I noticed a young girl worshiping. She was probably in her early teens, and she had her eyes closed and she was singing passionately along with the congregation and she was waving her arms in the air. This is considered the only kind of authentic worship in many charismatic/neo-Pentecostal churches.

Worshiping like this is supposed to represent one’s love for God, and such free-flowing love is unencumbered by the starts and stops of more traditional forms of worship.

Except: When the girl I was watching started to sing the chorus of the song too soon, she jolted to a stop, dropped her arms, and looked with embarrassed eyes at the worship band up front.

She had not been flowing in unencumbered love, but instead, she had been performing a ritual, and she realized she had made a mistake in ordering the steps of the ritual. If she had not been performing a ritual, why the jolt? If you’re smooching, and you miss a lip, do you jerk back and look with embarrassment into your lover’s eyes, or do you just keep on slobbering?

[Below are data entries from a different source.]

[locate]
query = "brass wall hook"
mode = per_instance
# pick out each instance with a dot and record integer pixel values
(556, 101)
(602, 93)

Having grown up in that kind of church — with many years in the very church I was visiting — the scene with the teenage girl struck me as, most likely, more typical than not. I felt fairly certain I was reading the scene correctly.

It is true that traditional forms of worship, including liturgical worship, can become a habit — but any form of worship can become a habit, or a mode, or an exercise regimen.

Or maybe calisthenics.

The value I place on liturgical forms of worship has everything to do with my own journey out of depression, into an understanding of the historical continuity of my faith, and onto what was, for me, a new way to “taste and see that the Lord is good.” I realize, however, you might not find older liturgical forms valuable. Two essential things I think are present in liturgical worship that could be inserted into churches with contemporary approaches to worship, but are sadly absent from most of them, are (1) a proper handling of Holy Communion, and (2) a catechetical intention, reemphasizing the basics of the Trinitarian, Incarnational faith, during each service.


Irenaeus and the Eucharist

From Gordon Lathrop’s book, Holy People: A Liturgical Ecclesiology:

In the late second century, Irenaeus of Lyons, perhaps the first, great, post-biblical theologian of the church, created a remarkable, brief summary of liturgical theology. He was arguing against those gnostics who belittled “the things around us” and regarded the flesh as evil, when he wrote: “But our judgment is consonant with the Eucharist, and, in turn, the Eucharist establishes our judgment.” For Irenaeus, the very bread and cup of the thanksgiving meal, which are the body and blood of the Lord and which nourish our own flesh and blood, proclaim the truth of the God who created the world and redeemed it in Jesus Christ.

Lathrop adds another interesting perspective on Eucharistic celebration:

…not just the Lord’s Supper isolated and considered as one illustration of the Christian message. Rather, Eucharist is the whole economy of word set next to meal, texts set next to preaching, thanksgiving set next to eating and drinking, which makes up the deepest ecumenical pattern for celebration. Eucharist is the every-Sunday assembly for doing this word and meal event set next to the recurring experience of the week.